Artificial Neural networks are the most powerful learning model. Artificial Neural networks is an interconnected group of nodes. It consists of number of neurons that are implemented on the basis of how the neurons of the human brain works. Each of the neurons represents a node in NN. These nodes are connected by directed links and organized into different number of layers. Input, hidden and output are three layers used in NN. Data are given through the input layer. Input layer process data using initial weight and passes to hidden neurons. Then hidden layer apply activation function to generate new ouput. Each output unit sums its weighted input signals and generate final output. Final output is compared with target pattern and error information is calculated. Using back propogation error information passed back to hidden layer and weights are adjusted to get desired output. Our model specifications are:

1. Input :

               Training : 160 images per class

               Testing : 50 images per class

               Validation : 10 images per class

2. Number of Hidden Layers : 1

3. Number of Hidden Layer Neurons :70

4. Number of epochsc: 107

5. Activation function of Hidden layer: Tangent Sigmoid

6. Activation function of Output layer:  Linear

7. Error Function used :  Mean square error

3.4.4. Ensemble model

An ensembling technique is collection of similar and dissimilar classifiers whose outputs are combined to give new model to classify the test data. Ensembling improves the overall accuracy and it makes classifier robust. Assume the ensembling of n identical or different classifiers :(f1,f2,…fn). If all the classifiers are identical, then result of ensembling is identical to the result of individual classifier. If all the classifiers are different then the correct result will be achieved by majority voting method. Thus fusion of dissimilar classifiers gives better performance than the individual classifiers. So, ensembling can be performed by using different classifiers, which are discussed above. Ensembling method is used to improve the recognition rate of the character image. It combines the results of all the classifiers used and then predicts the class label of the character using the maximum voting strategy. Voting method requires parallel architecture. It is non adaptive in nature. Figure 6 shows the proposed ensembling model:

Figure 6. Ensembling model

4. Experimental results

MATLAB image processing tool is used for implémentation. We have a dataset of 10560 Devanagari character images where each 48 characters have 220 images. 170 images are given for training of SVM and KNN while 50 images are given for testing purpose. For NN 160 images are given for training, 50 for testing and 10 for validation purpose. First the dataset is pre-processed performing task such as binarization and resizing of an image. The results of binary and thinned images for [8×8] cell size are shown in the Table1.  We also performed skeletonization (thinned) operation and experienced that thinning pre-processing operation is not better option for HOG feature extraction method which gives us less recognition rate as compared to without thinning binarized image due to gradients of an image plays very important role for feature extraction and magnitude of gradients is large around edges of images compared with flat area. Where ever change in intensity values of an image magnitude of gradients also affects. So when we performed thinning opeartion on an image it affect on higher intensity values actually it neglect higher intensity values. For SVM, KNN and NN it is reduced by 4.34%, 5.16% and 0.8% repectively. Hence we only did binarization in pre-processing and omitted the skeletonization task. Table 1 shows the recognition rate with and without thinning operation.

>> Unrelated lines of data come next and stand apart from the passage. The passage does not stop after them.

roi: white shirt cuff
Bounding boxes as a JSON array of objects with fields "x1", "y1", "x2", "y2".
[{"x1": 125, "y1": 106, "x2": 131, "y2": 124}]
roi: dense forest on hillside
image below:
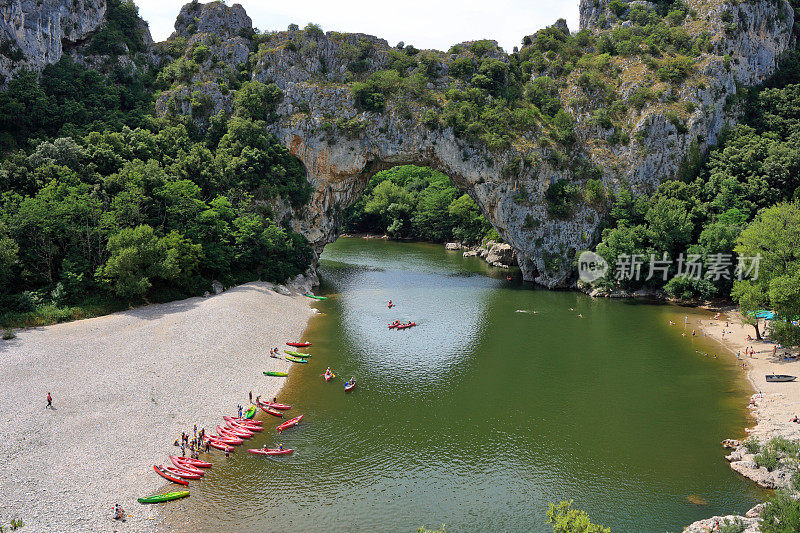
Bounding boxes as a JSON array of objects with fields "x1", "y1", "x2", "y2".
[
  {"x1": 0, "y1": 54, "x2": 312, "y2": 326},
  {"x1": 343, "y1": 165, "x2": 496, "y2": 244}
]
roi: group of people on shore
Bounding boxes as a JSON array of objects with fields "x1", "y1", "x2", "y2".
[
  {"x1": 269, "y1": 347, "x2": 280, "y2": 358},
  {"x1": 174, "y1": 425, "x2": 208, "y2": 458}
]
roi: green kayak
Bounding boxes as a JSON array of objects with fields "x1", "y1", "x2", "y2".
[
  {"x1": 264, "y1": 371, "x2": 288, "y2": 377},
  {"x1": 138, "y1": 491, "x2": 190, "y2": 504},
  {"x1": 285, "y1": 355, "x2": 308, "y2": 364},
  {"x1": 244, "y1": 405, "x2": 256, "y2": 419},
  {"x1": 285, "y1": 350, "x2": 311, "y2": 358},
  {"x1": 303, "y1": 293, "x2": 328, "y2": 300}
]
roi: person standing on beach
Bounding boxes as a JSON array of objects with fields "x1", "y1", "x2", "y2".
[
  {"x1": 238, "y1": 405, "x2": 243, "y2": 418},
  {"x1": 249, "y1": 391, "x2": 253, "y2": 403},
  {"x1": 46, "y1": 392, "x2": 52, "y2": 409}
]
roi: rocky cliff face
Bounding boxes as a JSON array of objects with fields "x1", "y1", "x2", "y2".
[
  {"x1": 4, "y1": 0, "x2": 797, "y2": 287},
  {"x1": 0, "y1": 0, "x2": 107, "y2": 83},
  {"x1": 245, "y1": 0, "x2": 792, "y2": 286}
]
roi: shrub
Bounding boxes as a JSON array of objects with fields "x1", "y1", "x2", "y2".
[
  {"x1": 546, "y1": 500, "x2": 610, "y2": 533},
  {"x1": 664, "y1": 275, "x2": 717, "y2": 300},
  {"x1": 657, "y1": 56, "x2": 694, "y2": 83},
  {"x1": 754, "y1": 448, "x2": 780, "y2": 471},
  {"x1": 768, "y1": 436, "x2": 800, "y2": 455},
  {"x1": 2, "y1": 328, "x2": 15, "y2": 340},
  {"x1": 718, "y1": 518, "x2": 748, "y2": 533},
  {"x1": 761, "y1": 490, "x2": 800, "y2": 533},
  {"x1": 545, "y1": 179, "x2": 581, "y2": 219},
  {"x1": 743, "y1": 438, "x2": 761, "y2": 454}
]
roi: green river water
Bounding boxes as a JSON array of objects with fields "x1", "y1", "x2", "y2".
[{"x1": 168, "y1": 237, "x2": 764, "y2": 532}]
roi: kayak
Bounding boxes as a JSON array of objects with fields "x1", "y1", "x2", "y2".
[
  {"x1": 324, "y1": 371, "x2": 334, "y2": 382},
  {"x1": 285, "y1": 350, "x2": 311, "y2": 358},
  {"x1": 303, "y1": 293, "x2": 328, "y2": 300},
  {"x1": 207, "y1": 433, "x2": 242, "y2": 445},
  {"x1": 223, "y1": 416, "x2": 262, "y2": 428},
  {"x1": 396, "y1": 322, "x2": 417, "y2": 330},
  {"x1": 258, "y1": 400, "x2": 291, "y2": 410},
  {"x1": 212, "y1": 431, "x2": 244, "y2": 445},
  {"x1": 388, "y1": 323, "x2": 400, "y2": 329},
  {"x1": 161, "y1": 465, "x2": 202, "y2": 480},
  {"x1": 206, "y1": 439, "x2": 233, "y2": 452},
  {"x1": 276, "y1": 415, "x2": 304, "y2": 432},
  {"x1": 138, "y1": 491, "x2": 190, "y2": 504},
  {"x1": 345, "y1": 380, "x2": 356, "y2": 392},
  {"x1": 264, "y1": 371, "x2": 288, "y2": 377},
  {"x1": 286, "y1": 342, "x2": 312, "y2": 347},
  {"x1": 219, "y1": 424, "x2": 252, "y2": 438},
  {"x1": 248, "y1": 448, "x2": 294, "y2": 456},
  {"x1": 244, "y1": 405, "x2": 256, "y2": 419},
  {"x1": 285, "y1": 355, "x2": 308, "y2": 364},
  {"x1": 176, "y1": 456, "x2": 212, "y2": 468},
  {"x1": 169, "y1": 456, "x2": 204, "y2": 475},
  {"x1": 226, "y1": 418, "x2": 263, "y2": 432},
  {"x1": 259, "y1": 405, "x2": 284, "y2": 418},
  {"x1": 153, "y1": 465, "x2": 189, "y2": 486}
]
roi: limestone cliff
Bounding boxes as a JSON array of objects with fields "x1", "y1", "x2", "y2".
[
  {"x1": 3, "y1": 0, "x2": 797, "y2": 287},
  {"x1": 0, "y1": 0, "x2": 107, "y2": 83}
]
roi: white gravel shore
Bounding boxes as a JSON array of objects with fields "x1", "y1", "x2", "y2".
[{"x1": 0, "y1": 280, "x2": 316, "y2": 532}]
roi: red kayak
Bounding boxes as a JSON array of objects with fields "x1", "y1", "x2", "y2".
[
  {"x1": 276, "y1": 415, "x2": 304, "y2": 433},
  {"x1": 396, "y1": 322, "x2": 417, "y2": 330},
  {"x1": 248, "y1": 448, "x2": 294, "y2": 456},
  {"x1": 161, "y1": 465, "x2": 202, "y2": 480},
  {"x1": 345, "y1": 380, "x2": 356, "y2": 392},
  {"x1": 259, "y1": 405, "x2": 284, "y2": 418},
  {"x1": 219, "y1": 424, "x2": 252, "y2": 439},
  {"x1": 226, "y1": 418, "x2": 263, "y2": 432},
  {"x1": 388, "y1": 322, "x2": 400, "y2": 329},
  {"x1": 258, "y1": 400, "x2": 290, "y2": 410},
  {"x1": 210, "y1": 432, "x2": 243, "y2": 445},
  {"x1": 324, "y1": 371, "x2": 334, "y2": 382},
  {"x1": 286, "y1": 342, "x2": 312, "y2": 347},
  {"x1": 169, "y1": 455, "x2": 205, "y2": 475},
  {"x1": 205, "y1": 439, "x2": 233, "y2": 452},
  {"x1": 174, "y1": 455, "x2": 211, "y2": 469},
  {"x1": 154, "y1": 465, "x2": 189, "y2": 486},
  {"x1": 223, "y1": 416, "x2": 262, "y2": 429}
]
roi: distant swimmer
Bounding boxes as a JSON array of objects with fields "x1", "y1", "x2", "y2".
[{"x1": 569, "y1": 308, "x2": 574, "y2": 311}]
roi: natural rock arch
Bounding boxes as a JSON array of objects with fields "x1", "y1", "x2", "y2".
[{"x1": 151, "y1": 0, "x2": 795, "y2": 287}]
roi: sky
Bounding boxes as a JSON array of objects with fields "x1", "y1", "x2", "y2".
[{"x1": 134, "y1": 0, "x2": 580, "y2": 53}]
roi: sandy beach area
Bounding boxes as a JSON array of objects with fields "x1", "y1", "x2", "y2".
[
  {"x1": 699, "y1": 311, "x2": 800, "y2": 445},
  {"x1": 0, "y1": 279, "x2": 317, "y2": 532}
]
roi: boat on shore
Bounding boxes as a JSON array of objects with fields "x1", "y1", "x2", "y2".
[
  {"x1": 285, "y1": 350, "x2": 311, "y2": 357},
  {"x1": 287, "y1": 341, "x2": 312, "y2": 347},
  {"x1": 138, "y1": 491, "x2": 190, "y2": 504},
  {"x1": 286, "y1": 355, "x2": 308, "y2": 364},
  {"x1": 153, "y1": 465, "x2": 189, "y2": 486},
  {"x1": 303, "y1": 293, "x2": 328, "y2": 300},
  {"x1": 264, "y1": 371, "x2": 288, "y2": 377},
  {"x1": 766, "y1": 374, "x2": 797, "y2": 382}
]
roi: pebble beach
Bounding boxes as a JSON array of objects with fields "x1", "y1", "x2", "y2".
[{"x1": 0, "y1": 280, "x2": 316, "y2": 532}]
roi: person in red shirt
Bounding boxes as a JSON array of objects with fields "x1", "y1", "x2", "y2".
[{"x1": 46, "y1": 392, "x2": 52, "y2": 409}]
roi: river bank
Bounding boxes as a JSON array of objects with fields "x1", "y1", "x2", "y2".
[
  {"x1": 684, "y1": 310, "x2": 800, "y2": 531},
  {"x1": 0, "y1": 277, "x2": 317, "y2": 532}
]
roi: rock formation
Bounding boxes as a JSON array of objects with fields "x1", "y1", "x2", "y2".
[{"x1": 2, "y1": 0, "x2": 797, "y2": 288}]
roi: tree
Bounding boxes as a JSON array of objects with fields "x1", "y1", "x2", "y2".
[
  {"x1": 98, "y1": 225, "x2": 202, "y2": 299},
  {"x1": 0, "y1": 226, "x2": 18, "y2": 290},
  {"x1": 233, "y1": 81, "x2": 283, "y2": 121},
  {"x1": 546, "y1": 501, "x2": 610, "y2": 533},
  {"x1": 760, "y1": 490, "x2": 800, "y2": 533},
  {"x1": 733, "y1": 202, "x2": 800, "y2": 344}
]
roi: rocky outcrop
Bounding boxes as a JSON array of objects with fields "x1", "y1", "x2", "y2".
[
  {"x1": 246, "y1": 0, "x2": 793, "y2": 287},
  {"x1": 0, "y1": 0, "x2": 107, "y2": 83},
  {"x1": 5, "y1": 0, "x2": 795, "y2": 289}
]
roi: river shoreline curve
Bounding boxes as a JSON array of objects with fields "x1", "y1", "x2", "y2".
[
  {"x1": 684, "y1": 310, "x2": 800, "y2": 531},
  {"x1": 0, "y1": 276, "x2": 317, "y2": 532}
]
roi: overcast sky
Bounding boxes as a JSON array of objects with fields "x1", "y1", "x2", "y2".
[{"x1": 135, "y1": 0, "x2": 580, "y2": 53}]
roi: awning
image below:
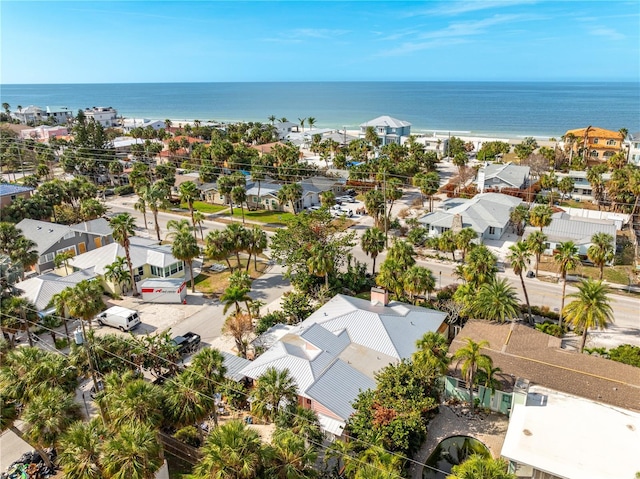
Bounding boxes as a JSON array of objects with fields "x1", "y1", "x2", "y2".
[{"x1": 317, "y1": 413, "x2": 345, "y2": 437}]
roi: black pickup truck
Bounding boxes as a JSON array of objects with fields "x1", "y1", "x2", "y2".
[{"x1": 171, "y1": 332, "x2": 201, "y2": 356}]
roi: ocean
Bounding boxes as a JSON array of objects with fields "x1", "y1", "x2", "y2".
[{"x1": 1, "y1": 82, "x2": 638, "y2": 139}]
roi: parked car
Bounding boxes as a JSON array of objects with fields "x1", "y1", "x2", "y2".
[
  {"x1": 171, "y1": 332, "x2": 201, "y2": 356},
  {"x1": 95, "y1": 306, "x2": 141, "y2": 332},
  {"x1": 338, "y1": 195, "x2": 356, "y2": 203}
]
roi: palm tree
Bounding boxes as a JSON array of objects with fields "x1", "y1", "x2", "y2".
[
  {"x1": 193, "y1": 210, "x2": 206, "y2": 242},
  {"x1": 587, "y1": 232, "x2": 614, "y2": 280},
  {"x1": 251, "y1": 367, "x2": 298, "y2": 422},
  {"x1": 361, "y1": 227, "x2": 386, "y2": 275},
  {"x1": 231, "y1": 185, "x2": 247, "y2": 224},
  {"x1": 268, "y1": 115, "x2": 276, "y2": 125},
  {"x1": 403, "y1": 265, "x2": 436, "y2": 304},
  {"x1": 22, "y1": 387, "x2": 81, "y2": 455},
  {"x1": 306, "y1": 117, "x2": 316, "y2": 131},
  {"x1": 386, "y1": 239, "x2": 416, "y2": 270},
  {"x1": 298, "y1": 117, "x2": 306, "y2": 133},
  {"x1": 144, "y1": 182, "x2": 169, "y2": 241},
  {"x1": 448, "y1": 455, "x2": 516, "y2": 479},
  {"x1": 179, "y1": 181, "x2": 200, "y2": 238},
  {"x1": 246, "y1": 225, "x2": 268, "y2": 271},
  {"x1": 11, "y1": 237, "x2": 38, "y2": 279},
  {"x1": 67, "y1": 279, "x2": 105, "y2": 330},
  {"x1": 221, "y1": 285, "x2": 252, "y2": 318},
  {"x1": 307, "y1": 243, "x2": 334, "y2": 288},
  {"x1": 563, "y1": 279, "x2": 614, "y2": 353},
  {"x1": 205, "y1": 229, "x2": 233, "y2": 270},
  {"x1": 509, "y1": 204, "x2": 529, "y2": 236},
  {"x1": 507, "y1": 241, "x2": 533, "y2": 321},
  {"x1": 58, "y1": 419, "x2": 106, "y2": 479},
  {"x1": 471, "y1": 278, "x2": 520, "y2": 322},
  {"x1": 106, "y1": 376, "x2": 165, "y2": 429},
  {"x1": 101, "y1": 423, "x2": 163, "y2": 479},
  {"x1": 190, "y1": 348, "x2": 226, "y2": 426},
  {"x1": 167, "y1": 219, "x2": 200, "y2": 293},
  {"x1": 134, "y1": 196, "x2": 148, "y2": 229},
  {"x1": 413, "y1": 332, "x2": 449, "y2": 377},
  {"x1": 104, "y1": 256, "x2": 131, "y2": 294},
  {"x1": 164, "y1": 369, "x2": 215, "y2": 430},
  {"x1": 376, "y1": 259, "x2": 404, "y2": 299},
  {"x1": 439, "y1": 230, "x2": 458, "y2": 260},
  {"x1": 455, "y1": 227, "x2": 477, "y2": 260},
  {"x1": 277, "y1": 183, "x2": 303, "y2": 214},
  {"x1": 267, "y1": 429, "x2": 318, "y2": 479},
  {"x1": 453, "y1": 338, "x2": 493, "y2": 411},
  {"x1": 554, "y1": 241, "x2": 580, "y2": 328},
  {"x1": 529, "y1": 204, "x2": 553, "y2": 232},
  {"x1": 1, "y1": 296, "x2": 39, "y2": 346},
  {"x1": 194, "y1": 420, "x2": 264, "y2": 479},
  {"x1": 52, "y1": 287, "x2": 73, "y2": 339},
  {"x1": 109, "y1": 213, "x2": 139, "y2": 296},
  {"x1": 526, "y1": 230, "x2": 548, "y2": 278}
]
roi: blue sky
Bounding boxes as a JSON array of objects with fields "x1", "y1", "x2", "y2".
[{"x1": 2, "y1": 1, "x2": 638, "y2": 83}]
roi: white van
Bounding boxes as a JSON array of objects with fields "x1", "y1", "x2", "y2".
[{"x1": 95, "y1": 306, "x2": 141, "y2": 332}]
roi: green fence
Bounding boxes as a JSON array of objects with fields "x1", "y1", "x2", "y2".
[{"x1": 442, "y1": 376, "x2": 513, "y2": 416}]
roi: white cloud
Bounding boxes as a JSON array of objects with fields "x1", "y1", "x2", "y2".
[
  {"x1": 589, "y1": 27, "x2": 625, "y2": 40},
  {"x1": 406, "y1": 0, "x2": 538, "y2": 17}
]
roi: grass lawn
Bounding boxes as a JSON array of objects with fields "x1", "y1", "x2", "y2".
[
  {"x1": 194, "y1": 257, "x2": 270, "y2": 297},
  {"x1": 187, "y1": 201, "x2": 228, "y2": 214},
  {"x1": 536, "y1": 256, "x2": 634, "y2": 285},
  {"x1": 558, "y1": 199, "x2": 600, "y2": 211},
  {"x1": 228, "y1": 209, "x2": 295, "y2": 225}
]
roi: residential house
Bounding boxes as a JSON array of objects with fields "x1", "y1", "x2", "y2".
[
  {"x1": 19, "y1": 268, "x2": 98, "y2": 314},
  {"x1": 563, "y1": 126, "x2": 624, "y2": 163},
  {"x1": 0, "y1": 184, "x2": 34, "y2": 208},
  {"x1": 15, "y1": 218, "x2": 114, "y2": 274},
  {"x1": 627, "y1": 131, "x2": 640, "y2": 166},
  {"x1": 359, "y1": 116, "x2": 411, "y2": 146},
  {"x1": 554, "y1": 170, "x2": 611, "y2": 202},
  {"x1": 83, "y1": 107, "x2": 118, "y2": 127},
  {"x1": 475, "y1": 163, "x2": 530, "y2": 193},
  {"x1": 447, "y1": 320, "x2": 640, "y2": 479},
  {"x1": 12, "y1": 106, "x2": 73, "y2": 125},
  {"x1": 240, "y1": 291, "x2": 448, "y2": 438},
  {"x1": 19, "y1": 125, "x2": 69, "y2": 141},
  {"x1": 275, "y1": 121, "x2": 298, "y2": 140},
  {"x1": 121, "y1": 118, "x2": 165, "y2": 133},
  {"x1": 418, "y1": 192, "x2": 523, "y2": 240},
  {"x1": 522, "y1": 211, "x2": 617, "y2": 256},
  {"x1": 69, "y1": 236, "x2": 185, "y2": 294}
]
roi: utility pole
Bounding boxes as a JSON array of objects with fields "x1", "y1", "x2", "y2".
[{"x1": 383, "y1": 171, "x2": 388, "y2": 247}]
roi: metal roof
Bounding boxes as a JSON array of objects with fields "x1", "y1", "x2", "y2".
[
  {"x1": 70, "y1": 218, "x2": 112, "y2": 237},
  {"x1": 360, "y1": 115, "x2": 411, "y2": 128},
  {"x1": 220, "y1": 351, "x2": 252, "y2": 382},
  {"x1": 0, "y1": 184, "x2": 34, "y2": 196},
  {"x1": 535, "y1": 213, "x2": 617, "y2": 245},
  {"x1": 19, "y1": 268, "x2": 97, "y2": 311},
  {"x1": 479, "y1": 163, "x2": 530, "y2": 188},
  {"x1": 69, "y1": 242, "x2": 180, "y2": 275}
]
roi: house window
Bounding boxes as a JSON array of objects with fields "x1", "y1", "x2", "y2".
[
  {"x1": 488, "y1": 226, "x2": 496, "y2": 235},
  {"x1": 593, "y1": 138, "x2": 599, "y2": 144},
  {"x1": 178, "y1": 262, "x2": 184, "y2": 272},
  {"x1": 10, "y1": 195, "x2": 16, "y2": 200},
  {"x1": 590, "y1": 150, "x2": 599, "y2": 157},
  {"x1": 606, "y1": 139, "x2": 616, "y2": 146},
  {"x1": 39, "y1": 252, "x2": 56, "y2": 264},
  {"x1": 137, "y1": 266, "x2": 144, "y2": 276},
  {"x1": 170, "y1": 263, "x2": 179, "y2": 275},
  {"x1": 63, "y1": 231, "x2": 75, "y2": 240},
  {"x1": 164, "y1": 266, "x2": 171, "y2": 277},
  {"x1": 151, "y1": 265, "x2": 159, "y2": 276},
  {"x1": 441, "y1": 227, "x2": 450, "y2": 233}
]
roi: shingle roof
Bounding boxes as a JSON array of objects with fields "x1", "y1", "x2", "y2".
[
  {"x1": 0, "y1": 184, "x2": 35, "y2": 196},
  {"x1": 449, "y1": 320, "x2": 640, "y2": 412},
  {"x1": 70, "y1": 218, "x2": 112, "y2": 237},
  {"x1": 360, "y1": 116, "x2": 411, "y2": 128},
  {"x1": 16, "y1": 219, "x2": 73, "y2": 254},
  {"x1": 19, "y1": 268, "x2": 97, "y2": 311},
  {"x1": 479, "y1": 163, "x2": 530, "y2": 188}
]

Table 1. Thinning operation result

Classifier

Without Thinned

Thinned

SVM

87.38 %

83.04 %

KNN

84.08 %

78.92 %

NN

82 %

81.2%

 

After pre-processing, HOG feature extraction method was carried out which extracted 324 features of each image in the dataset using [8×8] cell size. We also extracted features using [2×2] and [4×4] cell size. We observed that with the cell size [8×8] recognition rate improved by 1% approximately as shown in Table2. Pre-processed image size is 32×32, on that image [8×8] cell working nicely which extract enough features for recognition. These feature sets are then given to the three classifiers for training purpose. The accuracy results for different cell sizes are shown in the Table 2.

Table 2. Results of different classifiers using different cell size 

Classifier

[2×2]

[4×4]

[8×8]

SVM

85.42%

86.58%

87.38%

KNN

82.54%

84.08%

85.21%

NN

79.6%

82.4%

82%

 

Figure 7 represent recognition rate of each 1 to 48 class characters obtained for SVM, KNN and NN classifiers. Class 1 contain 220 images of Devanagari character अ, class 2 contain आ, so on. Our data set consist of 220 images of each 48 class. Comparatively dataset size is limited. From Figure6 it is observed that SVM is working relatively good as compared with other two classifiers. For characters like ई,ए,ऐ,अं,क,च,झ SVM giving more that 95% recognition accuracy. For characters like अं,च,श KNN giving 100% accuracy. For character फ the recognition rate is low with all three classifiers. NN classifier required large amount of data for learning, hence its recognition rate is less as compared with SVM and KNN. But NN is fast learning algorithm and when our data size increase it will give improved recognition rate. From Figure7 it is also seen that graph of three classifier is non-linear so that one can combined these three classifiers to create single model called as ensembling model. Figure6 shows ensembling model where output of each classifier is combined and using majority voting algorithm final output is generated. Majority voting is simplest and popular emsembling method used for classification. Table 3 shows the obtained improved results compared to individual classifiers shown in Table 1. The confusion matrix is used as performance measure to calculate the recognition rate of individual classifiers as well as for ensembling model.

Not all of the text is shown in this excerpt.